Did Google Sabotage Firefox? - doener
https://twitter.com/johnath/status/1116871246510264320
======
Grumbledour
I always find it curious in the Chrome vs. Firefox discussion, that while
people bash chrome and think of Firefox as the truly free alternative, in the
end, even in this very technical community here, many people still choose
Chrome. Now, I got the theory that this has to do with many techies here being
US based, there are probably lots of you using Macs and from what I
understand, Firefox on Mac is even worse than Chrome on Mac?
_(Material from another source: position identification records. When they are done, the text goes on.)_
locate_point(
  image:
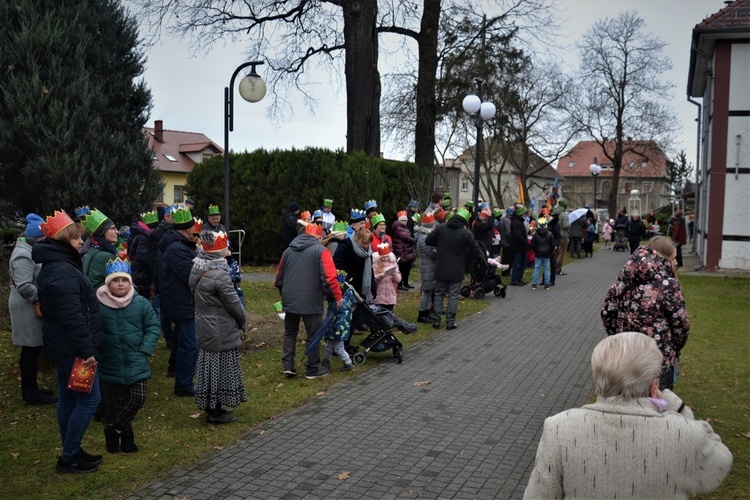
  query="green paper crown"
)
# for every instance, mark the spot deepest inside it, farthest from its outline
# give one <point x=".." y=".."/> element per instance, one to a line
<point x="182" y="216"/>
<point x="93" y="220"/>
<point x="150" y="217"/>
<point x="340" y="227"/>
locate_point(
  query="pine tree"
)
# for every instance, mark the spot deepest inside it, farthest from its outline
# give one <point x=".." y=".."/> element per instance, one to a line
<point x="72" y="109"/>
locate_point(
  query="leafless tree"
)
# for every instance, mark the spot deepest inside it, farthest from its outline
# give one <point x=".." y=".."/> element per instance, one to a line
<point x="622" y="96"/>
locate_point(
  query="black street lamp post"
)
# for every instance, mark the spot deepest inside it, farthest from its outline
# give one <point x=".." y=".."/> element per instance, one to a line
<point x="252" y="89"/>
<point x="481" y="111"/>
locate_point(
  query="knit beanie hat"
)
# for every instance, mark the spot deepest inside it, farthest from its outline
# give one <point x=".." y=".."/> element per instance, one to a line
<point x="32" y="225"/>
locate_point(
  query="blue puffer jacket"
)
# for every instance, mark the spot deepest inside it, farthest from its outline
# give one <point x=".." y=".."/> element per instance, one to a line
<point x="131" y="330"/>
<point x="72" y="323"/>
<point x="177" y="262"/>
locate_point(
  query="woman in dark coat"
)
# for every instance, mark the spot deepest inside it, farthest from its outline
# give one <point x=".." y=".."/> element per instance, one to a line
<point x="72" y="328"/>
<point x="403" y="249"/>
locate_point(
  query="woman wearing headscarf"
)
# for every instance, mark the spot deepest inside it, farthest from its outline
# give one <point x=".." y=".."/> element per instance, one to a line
<point x="72" y="329"/>
<point x="219" y="316"/>
<point x="26" y="325"/>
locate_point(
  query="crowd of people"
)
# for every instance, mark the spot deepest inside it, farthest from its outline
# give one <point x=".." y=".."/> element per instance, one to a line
<point x="84" y="292"/>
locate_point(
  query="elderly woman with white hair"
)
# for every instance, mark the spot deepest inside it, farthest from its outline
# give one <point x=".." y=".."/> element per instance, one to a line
<point x="634" y="442"/>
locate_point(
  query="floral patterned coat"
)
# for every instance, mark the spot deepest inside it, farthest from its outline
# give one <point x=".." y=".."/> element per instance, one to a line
<point x="647" y="298"/>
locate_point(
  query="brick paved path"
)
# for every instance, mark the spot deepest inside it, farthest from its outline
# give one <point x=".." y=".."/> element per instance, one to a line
<point x="472" y="432"/>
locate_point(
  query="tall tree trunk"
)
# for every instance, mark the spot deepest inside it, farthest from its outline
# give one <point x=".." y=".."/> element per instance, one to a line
<point x="362" y="77"/>
<point x="424" y="131"/>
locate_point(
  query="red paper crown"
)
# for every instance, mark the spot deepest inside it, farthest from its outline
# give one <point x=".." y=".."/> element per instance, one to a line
<point x="55" y="223"/>
<point x="198" y="226"/>
<point x="384" y="249"/>
<point x="314" y="229"/>
<point x="220" y="242"/>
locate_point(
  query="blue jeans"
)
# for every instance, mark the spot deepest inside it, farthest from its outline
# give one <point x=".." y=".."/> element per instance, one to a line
<point x="74" y="409"/>
<point x="541" y="262"/>
<point x="519" y="264"/>
<point x="441" y="288"/>
<point x="186" y="356"/>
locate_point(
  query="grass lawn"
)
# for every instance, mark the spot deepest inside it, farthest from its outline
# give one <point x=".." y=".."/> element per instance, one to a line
<point x="171" y="432"/>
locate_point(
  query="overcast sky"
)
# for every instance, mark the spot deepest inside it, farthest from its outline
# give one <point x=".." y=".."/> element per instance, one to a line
<point x="188" y="89"/>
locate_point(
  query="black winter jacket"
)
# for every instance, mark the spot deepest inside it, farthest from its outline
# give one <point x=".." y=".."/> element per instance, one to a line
<point x="455" y="245"/>
<point x="72" y="322"/>
<point x="175" y="297"/>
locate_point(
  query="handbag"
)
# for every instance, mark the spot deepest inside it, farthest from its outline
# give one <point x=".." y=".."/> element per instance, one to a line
<point x="82" y="376"/>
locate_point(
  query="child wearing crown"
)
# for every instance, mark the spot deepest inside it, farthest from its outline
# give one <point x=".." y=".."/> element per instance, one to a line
<point x="387" y="276"/>
<point x="131" y="330"/>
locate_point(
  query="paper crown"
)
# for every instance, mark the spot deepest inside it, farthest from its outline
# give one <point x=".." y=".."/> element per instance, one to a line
<point x="55" y="223"/>
<point x="377" y="220"/>
<point x="93" y="220"/>
<point x="117" y="266"/>
<point x="463" y="213"/>
<point x="339" y="227"/>
<point x="81" y="211"/>
<point x="182" y="218"/>
<point x="214" y="242"/>
<point x="150" y="217"/>
<point x="356" y="215"/>
<point x="314" y="229"/>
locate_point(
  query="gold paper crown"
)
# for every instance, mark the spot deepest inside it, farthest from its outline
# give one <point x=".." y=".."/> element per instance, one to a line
<point x="55" y="223"/>
<point x="214" y="242"/>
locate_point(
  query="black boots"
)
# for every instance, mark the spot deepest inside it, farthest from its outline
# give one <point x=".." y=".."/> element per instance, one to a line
<point x="425" y="316"/>
<point x="119" y="441"/>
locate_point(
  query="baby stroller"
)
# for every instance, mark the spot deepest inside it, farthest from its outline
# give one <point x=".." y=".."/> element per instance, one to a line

But really, I
never understood it at all, because I never experienced Firefox as "unusable
slow" as I hear people often complain about and thus I never switched to
Chrome, because I felt it offered far more annoyances than the slightly lower
speed of Firefox in comparison.

But what I am getting at, even now, that many people are starting to get
really critical about Chrome and when Firefox seems to have redeemed itself
regarding speed, many here still seem to think, Chrome is the end-all-be-all.
And with that attitude, you have to wonder, is it really google holding
Firefox back or is it us, the experts, who in large parts seem not to use it,
while still preaching how bad chrome/google is becoming. If there is no easily
pointed to technical superiority to Chrome, why are we not all using Firefox
and installing it on our families and friends computers?

And a bit unrelated: Reading this rant on twitter is just ridiculous. Get a
blog, dude!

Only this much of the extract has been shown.